The Verdict – The film was introduced McCarthy and hubby to polite applause and only the occasional laugh at CinemaCon. Falling between the funny female empowerment films like of “I Feel Pretty” and college gross-out comedies “Animal House”, this one looks set to do middling business in the third week of “Avengers: Infinity Takings”. USD $15 million

Breaking In (Universal) – Gabrielle Union is a mother fighting to protect her family during a home invasion. Between this, “Life of the Party” and “Terminal” it is a weekend of strong females counter programming, though not in traditional rom-com territory. The UK has done better with Studiocanal’s “The Guernsey Literary and Potato Peel Pie Society” taking second spot to “Avengers: Competition Obliteration”, though dropping to GBP £1 million in its second week (for GBP £3 million total). But we digress.

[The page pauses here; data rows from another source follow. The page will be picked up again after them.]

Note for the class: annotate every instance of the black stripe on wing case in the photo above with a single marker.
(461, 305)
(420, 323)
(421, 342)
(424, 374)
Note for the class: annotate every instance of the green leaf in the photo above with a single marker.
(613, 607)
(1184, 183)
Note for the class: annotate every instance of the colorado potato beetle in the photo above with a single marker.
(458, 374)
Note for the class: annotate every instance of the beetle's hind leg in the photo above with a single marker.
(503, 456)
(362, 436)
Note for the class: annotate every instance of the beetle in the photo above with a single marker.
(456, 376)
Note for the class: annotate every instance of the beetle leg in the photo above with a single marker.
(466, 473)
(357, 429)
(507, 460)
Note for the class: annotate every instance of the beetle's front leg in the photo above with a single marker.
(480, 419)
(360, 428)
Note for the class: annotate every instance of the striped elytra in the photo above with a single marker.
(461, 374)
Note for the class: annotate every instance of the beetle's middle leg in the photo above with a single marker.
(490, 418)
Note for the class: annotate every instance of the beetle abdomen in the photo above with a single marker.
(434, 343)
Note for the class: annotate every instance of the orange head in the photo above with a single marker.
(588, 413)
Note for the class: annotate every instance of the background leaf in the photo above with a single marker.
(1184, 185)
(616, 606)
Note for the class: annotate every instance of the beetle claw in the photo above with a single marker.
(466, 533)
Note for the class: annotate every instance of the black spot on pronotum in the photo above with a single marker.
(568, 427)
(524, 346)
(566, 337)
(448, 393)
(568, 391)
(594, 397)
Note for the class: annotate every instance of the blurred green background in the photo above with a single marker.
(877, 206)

The Verdict – Don’t expect it to match the opening W/E BO of the other don’t-mess-with-mother “Panic Room” of USD $30 million (and that was in 2002), but more like “Proud Mary” that took USD $9.5 million in the badass African-American females genre. USD $12 million.

LIMITED RELEASES

Terminal – Not to be confused with Spielberg-Hanks’ “The Terminal”, Margo Robbie stars alongside Mike Myers, Simon Pegg, Max Irons, and Dexter Fletcher in this story of two assassins “carrying out a sinister mission.” Which makes a change from all the assassin films featuring wholesome and uplifting missions.

Born Guilty – “The son of a lonely and frazzled New York social worker hires his friend to romance his mom,” played by Rosanna Arquette. Director’s Max Heller’s next film is called “Not Born”. (Having regrets so soon?)

The Seagull –  Elisabeth Moss, Saoirse Ronan and Annette Bening tackle Checkhov. Expect a gun in the first act.

Beast – Murder-mystery with an out-of-focus poster.

EVENT CINEMA

Have your pick of “Digimon Adventure Tri. Coexistance” and “Sunset Boulevard”, putting Norma Desmond back on the big screen, where she belongs.

CJ QUOTE OF THE WEEK

Your average Ruskie doesn’t take a dump without a plan.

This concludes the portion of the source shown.